The code you just wrote implements a full top-down parser of the XML data. First, the data goes through a tokenizer, which returns identifiers that are much easier to handle than strings. Then, each method can easily check whether the token it receives is an acceptable input for the current parsing stage. Based on the child token, the next parsing function is determined and the parser descends to a lower level until there is nowhere to descend to. Then, the flow goes back up one level and processes the next child. If at any point an unknown tag is found, it gets ignored. This approach supports a situation when a new version of software introduces new tags to the file format specification, but an old version of software can still read the file by skipping all the tags that it doesn't understand.
Have a go hero – an XML serializer for player data
Now that you know how to parse XML data, you can create the complementary part—a module that will serialize PlayerInfo
structures into XML documents using QXmlStreamWriter
. Use methods such as writeStartDocument()
, writeStartElement()
, writeCharacters()
, and writeEndElement()
for this. Verify that the documents saved with your code can be parsed with what we implemented together.
JSON files
JSON stands for JavaScript Object Notation, which is a popular lightweight textual format that is used to store object-oriented data in a human-readable form. It comes from JavaScript where it is the native format used to store object information; however, it is commonly used across many programming languages and a popular format for web data exchange. A simple JSON-formatted definition looks as follows:
{ "name": "Joe", "age": 14, "inventory: [ { "type": "gold; "amount": "144000" }, { "type": "short_sword"; "material": "iron" } ] }
JSON can express two kinds of entities: objects (enclosed in braces) and arrays (enclosed in square brackets) where an object is defined as a set of key-value pairs, where a value can be a simple string, an object, or array. In the previous example, we had an object containing three properties—name, age, and inventory. The first two properties are simple values and the last property is an array that contains two objects with two properties each.

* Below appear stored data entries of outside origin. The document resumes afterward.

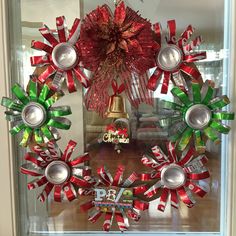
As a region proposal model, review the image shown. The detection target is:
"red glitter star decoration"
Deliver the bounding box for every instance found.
[79,1,157,115]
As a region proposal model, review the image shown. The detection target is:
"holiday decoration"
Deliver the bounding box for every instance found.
[30,16,89,93]
[140,142,210,211]
[79,165,148,232]
[148,20,206,94]
[106,80,128,119]
[21,140,92,202]
[1,0,235,232]
[1,80,72,146]
[159,81,234,152]
[80,1,156,115]
[103,118,130,153]
[103,123,129,144]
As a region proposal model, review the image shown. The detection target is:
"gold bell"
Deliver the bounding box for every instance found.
[106,95,129,118]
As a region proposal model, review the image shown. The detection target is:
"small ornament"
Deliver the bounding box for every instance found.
[21,140,92,202]
[105,80,128,119]
[140,142,210,211]
[103,123,129,144]
[30,16,89,93]
[79,165,148,232]
[1,80,71,146]
[159,81,234,152]
[80,1,157,115]
[148,20,206,94]
[103,118,130,153]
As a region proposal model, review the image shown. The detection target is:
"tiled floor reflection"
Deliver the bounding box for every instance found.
[47,142,220,232]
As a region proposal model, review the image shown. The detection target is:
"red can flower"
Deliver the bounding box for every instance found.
[31,16,89,93]
[140,142,210,211]
[148,20,206,94]
[21,140,92,202]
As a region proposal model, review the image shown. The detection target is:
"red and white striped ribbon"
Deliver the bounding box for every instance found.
[61,140,77,162]
[39,25,58,47]
[56,16,68,43]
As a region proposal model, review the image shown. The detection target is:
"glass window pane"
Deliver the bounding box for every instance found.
[7,0,231,235]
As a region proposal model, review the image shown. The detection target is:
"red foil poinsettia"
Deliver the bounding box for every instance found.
[30,16,89,93]
[148,20,206,94]
[80,1,157,115]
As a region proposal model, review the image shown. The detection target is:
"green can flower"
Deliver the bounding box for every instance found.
[1,80,72,146]
[159,81,234,152]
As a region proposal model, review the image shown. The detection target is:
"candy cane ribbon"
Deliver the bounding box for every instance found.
[116,211,128,232]
[21,163,42,177]
[97,166,113,186]
[133,200,149,211]
[69,153,90,166]
[38,182,54,202]
[177,187,196,208]
[88,210,103,223]
[122,172,138,187]
[157,187,169,211]
[112,165,125,186]
[27,176,47,190]
[152,145,168,162]
[61,140,77,161]
[144,181,162,198]
[80,200,94,212]
[147,68,162,91]
[103,211,114,232]
[167,20,176,43]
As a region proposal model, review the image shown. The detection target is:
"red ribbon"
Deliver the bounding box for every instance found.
[64,183,77,201]
[111,80,125,95]
[61,140,77,162]
[133,200,149,211]
[113,165,125,186]
[157,187,169,212]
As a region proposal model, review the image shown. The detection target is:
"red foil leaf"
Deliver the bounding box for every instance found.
[114,1,126,26]
[122,22,145,39]
[98,5,111,25]
[127,39,143,54]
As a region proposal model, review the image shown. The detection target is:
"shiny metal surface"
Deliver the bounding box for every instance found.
[106,95,129,118]
[21,102,47,128]
[157,45,183,71]
[185,104,212,129]
[45,161,71,185]
[161,164,186,189]
[52,43,78,70]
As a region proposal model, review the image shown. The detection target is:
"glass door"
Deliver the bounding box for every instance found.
[4,0,235,235]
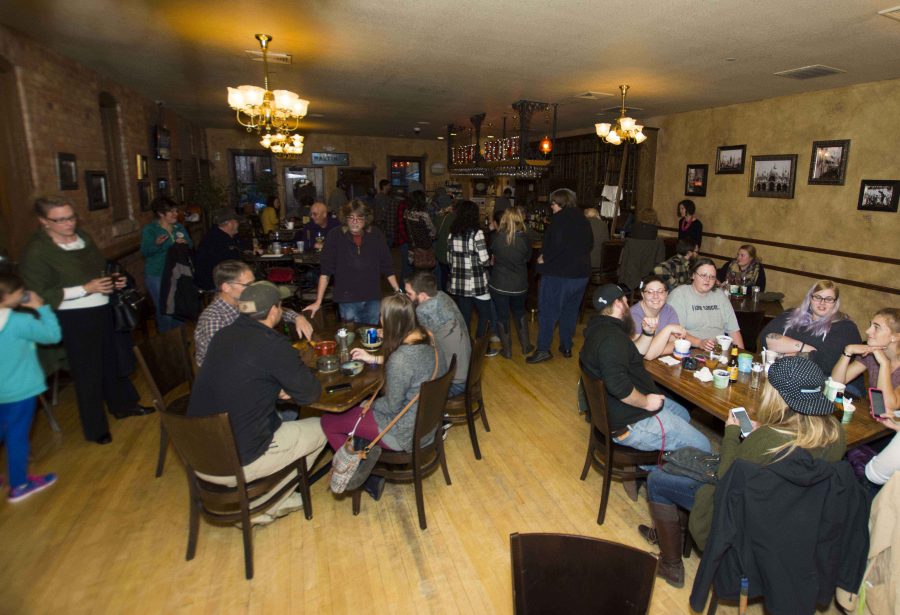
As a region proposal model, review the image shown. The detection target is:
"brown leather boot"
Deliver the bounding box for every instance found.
[496,321,512,359]
[648,502,685,588]
[514,315,534,356]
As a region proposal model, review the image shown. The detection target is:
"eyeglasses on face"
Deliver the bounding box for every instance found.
[346,215,365,222]
[810,294,836,304]
[47,215,77,224]
[642,288,667,296]
[694,273,717,281]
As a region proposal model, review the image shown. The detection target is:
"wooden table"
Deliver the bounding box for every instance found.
[294,337,383,413]
[644,354,888,448]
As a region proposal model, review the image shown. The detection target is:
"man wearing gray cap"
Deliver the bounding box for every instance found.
[194,208,243,290]
[188,281,326,524]
[580,284,710,456]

Qt can create and read JSON descriptions using the QJsonDocument
class. A document can be created from the UTF-8-encoded text using the QJsonDocument::fromJson()
static method and can later be stored in a textual form again using toJson()
. Since the structure of JSON closely resembles that of QVariant
(which can also hold key-value pairs using QVariantMap
and arrays using QVariantList
), conversion methods to this class also exist using a set of fromVariant()
and toVariant()
calls. Once a JSON document is created, you can check whether it represents an object or an array using one of the isArray
and isObject
calls. Then, the document can be transformed into QJsonArray
or QJsonObject
using the toArray
and toObject
methods.
QJsonObject
is an iterable type that can be queried for a list of keys (using keys()
) or asked for a value of a specific key (with a value()
method). Values are represented using the QJsonValue
class, which can store simple values, an array, or object. New properties can be added to the object using the insert()
method that takes a key as a string, a value can be added as QJsonValue
, and the existing properties can be removed using remove()
.
QJsonArray
is also an iterable type that contains a classic list API—it contains methods such as append()
, insert()
, removeAt()
, at()
, and size()
to manipulate entries in the array, again working on QJsonValue
as the item type.